| Methods for the Evaluation of the Impact of Food and Nutrition Programmes (UNU, 1984, 287 p.) |
| 14. Built-in evaluation systems for supplementary feeding programmes why and how |
One reason for holding the conference leading to the publication of this document is the general dissatisfaction with the state of the art in the evaluation of food and nutrition programmes. Previous efforts to evaluate such intervention have had several disappointing outcomes. Often, evaluations have been restricted to a review of the process and procedures employed in the delivery of services because of a lack of available data. When impact data have been available, most evaluations have failed to demonstrate nutritional or health impact, or they have produced inconclusive results. Even in the few cases where nutritional and health benefits have been shown, critics have hastened to point out the methodological weaknesses of those evaluations. (A more detailed discussion of the evaluation methodologies used in recent food-aid evaluation programmes and the findings of those evaluation can be found in 11].) Because of those weaknesses (in data collection, measurement, research design and interpretation of results), different approaches to analysis can reveal competing explanations for the observed outcomes or, in many cases. entirely different outcomes altogether.
Traditionally, nutrition interventions have been evaluated using the basic strategies of social science research.
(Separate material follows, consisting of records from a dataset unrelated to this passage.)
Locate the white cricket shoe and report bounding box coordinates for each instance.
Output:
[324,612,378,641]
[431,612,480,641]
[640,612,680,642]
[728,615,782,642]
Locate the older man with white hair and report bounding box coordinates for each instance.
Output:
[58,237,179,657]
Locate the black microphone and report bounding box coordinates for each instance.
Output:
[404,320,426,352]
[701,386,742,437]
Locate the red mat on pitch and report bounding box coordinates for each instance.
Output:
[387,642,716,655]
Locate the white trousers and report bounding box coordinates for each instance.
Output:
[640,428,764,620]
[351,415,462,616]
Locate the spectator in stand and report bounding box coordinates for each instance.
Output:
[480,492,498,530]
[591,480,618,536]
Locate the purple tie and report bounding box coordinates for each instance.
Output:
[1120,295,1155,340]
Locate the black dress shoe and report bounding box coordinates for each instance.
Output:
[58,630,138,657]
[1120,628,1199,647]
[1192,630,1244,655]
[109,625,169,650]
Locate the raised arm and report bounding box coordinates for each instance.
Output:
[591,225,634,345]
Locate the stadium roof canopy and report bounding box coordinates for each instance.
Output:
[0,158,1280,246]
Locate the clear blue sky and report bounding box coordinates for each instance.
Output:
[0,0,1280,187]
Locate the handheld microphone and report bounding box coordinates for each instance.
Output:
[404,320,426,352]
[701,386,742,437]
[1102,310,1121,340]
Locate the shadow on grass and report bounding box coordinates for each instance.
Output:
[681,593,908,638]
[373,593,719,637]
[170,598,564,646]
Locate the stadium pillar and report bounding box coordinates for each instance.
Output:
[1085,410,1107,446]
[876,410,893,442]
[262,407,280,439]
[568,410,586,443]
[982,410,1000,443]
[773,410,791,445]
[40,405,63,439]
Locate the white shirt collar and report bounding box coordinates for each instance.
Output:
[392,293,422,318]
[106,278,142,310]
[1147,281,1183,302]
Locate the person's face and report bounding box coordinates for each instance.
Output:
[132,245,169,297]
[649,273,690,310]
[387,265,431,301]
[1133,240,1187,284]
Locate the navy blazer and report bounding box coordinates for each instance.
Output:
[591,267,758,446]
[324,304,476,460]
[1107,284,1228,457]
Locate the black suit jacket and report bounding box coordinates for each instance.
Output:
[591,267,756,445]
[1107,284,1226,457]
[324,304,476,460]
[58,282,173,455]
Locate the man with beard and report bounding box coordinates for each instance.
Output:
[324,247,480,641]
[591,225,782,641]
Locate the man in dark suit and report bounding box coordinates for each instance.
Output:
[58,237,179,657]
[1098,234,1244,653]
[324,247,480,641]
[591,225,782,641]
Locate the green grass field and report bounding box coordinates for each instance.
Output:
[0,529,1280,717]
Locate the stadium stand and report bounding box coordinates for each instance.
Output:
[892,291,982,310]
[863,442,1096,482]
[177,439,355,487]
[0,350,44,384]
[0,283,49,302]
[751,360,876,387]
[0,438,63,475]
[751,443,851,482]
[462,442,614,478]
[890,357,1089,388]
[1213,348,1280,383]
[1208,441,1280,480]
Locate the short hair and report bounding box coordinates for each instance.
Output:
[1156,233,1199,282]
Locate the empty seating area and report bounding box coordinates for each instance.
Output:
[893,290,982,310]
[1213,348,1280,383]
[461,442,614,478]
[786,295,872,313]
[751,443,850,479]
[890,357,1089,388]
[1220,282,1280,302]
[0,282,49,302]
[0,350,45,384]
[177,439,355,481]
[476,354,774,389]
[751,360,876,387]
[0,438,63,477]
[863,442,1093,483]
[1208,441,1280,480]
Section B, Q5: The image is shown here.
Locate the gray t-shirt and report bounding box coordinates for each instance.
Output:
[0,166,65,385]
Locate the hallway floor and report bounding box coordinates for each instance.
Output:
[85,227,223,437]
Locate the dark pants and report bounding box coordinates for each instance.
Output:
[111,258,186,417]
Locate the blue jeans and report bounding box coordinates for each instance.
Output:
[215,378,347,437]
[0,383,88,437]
Hypotheses are formulated and an experimental or quasi-experimental design is established and applied to test those hypotheses. The element of this strategy that enables the evaluator to attribute observed changes in nutritional or health status to an intervention is the use of controls: if the participant group fares better than the non-participant group, it is assumed that the programme is the cause. When circumstances preclude identifying a randomly-assigned control population to be compared with a treatment group, it is possible to use statistical controls (multivariate techniques such as regression), reflexive controls (comparisons of the treatment group with itself at different points in time), or other analytical techniques to account for or minimize the effects of extraneous factors. (For an example of a mixed strategy using statistical controls to account for differences between a control group and a treatment group, see [2].
For a more general discussion of the array of quasi-experimental techniques, see [3].)
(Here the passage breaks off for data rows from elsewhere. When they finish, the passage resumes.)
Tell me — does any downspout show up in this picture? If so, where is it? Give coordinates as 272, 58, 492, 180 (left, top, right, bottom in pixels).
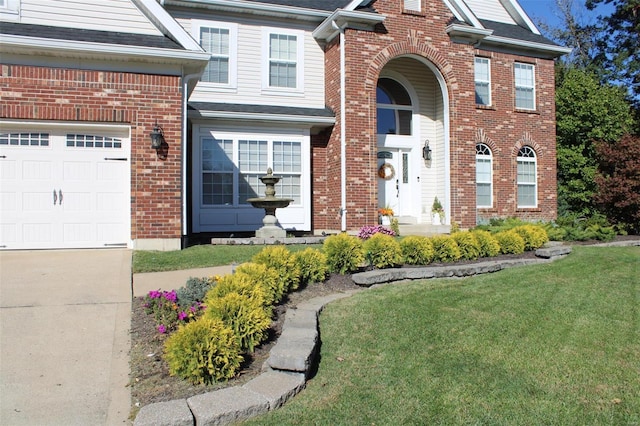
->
331, 21, 347, 232
180, 73, 200, 249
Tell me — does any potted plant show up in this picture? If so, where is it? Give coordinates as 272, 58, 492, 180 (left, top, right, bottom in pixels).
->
378, 206, 393, 226
431, 197, 444, 225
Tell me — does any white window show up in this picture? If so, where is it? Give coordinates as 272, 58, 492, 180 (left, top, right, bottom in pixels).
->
263, 29, 304, 91
476, 143, 493, 208
514, 62, 536, 110
517, 146, 538, 207
475, 58, 491, 105
404, 0, 422, 12
193, 21, 237, 88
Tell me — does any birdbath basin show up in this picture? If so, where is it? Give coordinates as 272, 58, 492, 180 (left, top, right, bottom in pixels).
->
247, 168, 293, 238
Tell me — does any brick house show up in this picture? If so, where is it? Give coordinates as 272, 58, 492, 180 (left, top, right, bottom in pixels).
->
0, 0, 567, 249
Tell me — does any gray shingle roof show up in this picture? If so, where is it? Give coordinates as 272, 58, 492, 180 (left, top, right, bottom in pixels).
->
0, 22, 184, 50
189, 102, 335, 117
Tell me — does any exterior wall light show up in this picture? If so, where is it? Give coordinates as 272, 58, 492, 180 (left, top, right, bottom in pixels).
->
422, 139, 431, 161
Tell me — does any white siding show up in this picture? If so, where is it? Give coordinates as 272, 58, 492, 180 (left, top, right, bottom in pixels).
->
176, 11, 325, 108
20, 0, 162, 35
464, 0, 516, 25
In field settings, the implementation of these strategies for selecting suitable controls has proven to be a difficult and challenging task. The primary source of this difficulty is the lack of constancy of the "real" world and the inability, outside a laboratory, to maintain experimental conditions for a sustained period of time. Specifically, evaluations have faltered because they have:
A consequence of these flaws in evaluation is that there remain numerous competing explanations, other than the programme's impact for changes in the target and/or control groups, whatever the research design and/or analytic methodology. In the literature, common sources of competing explanations, often called "threats to validity," have been catalogued and illustrated. (For a general discussion, see [41. For a discussion related specifically to nutrition, see [5].)
Even more disturbing than evaluations without positive or ambiguous results are the large number of nutrition projects and programmes that are never evaluated at all. Evaluation has been viewed as a threat to programme continuity or as an expense hardly justifiable in light of the need to concentrate resources on service delivery. Rarely has evaluation been viewed as a tool to help learn how to achieve greater nutritional impact. The result is that the potential of evaluation as a means of improving project design and implementation has not yet been realized.
In response to the difficulties in carrying out adequate evaluations in the health/nutrition field, a number of chapters in this publication provide valuable guidance. Specifically, the choice and utilization of measures and indicators of nutritional status, as well as the collection and analysis of nutrition-related data, are discussed in considerable depth. Despite the informative nature of these chapters, there remains considerable uncertainty as to whether a "one point in time" evaluation of an ongoing feeding or nutrition programme can yield useful and conclusive results. even if we overcome the difficulties in measuring nutritional progress alluded to above. While it remains unclear that such an approach will ever yield reliable data or definitive indication of impact, even more disconcerting is the small likelihood that evaluation, as traditionally practiced, will improve project performance, justifying the time and resources expended. An alternative approach to evaluation must be considered in order to minimize the methodological problems discussed above, and, concurrently, to broaden the usefulness of evaluation in the planning and implementation phases of a large-scale intervention.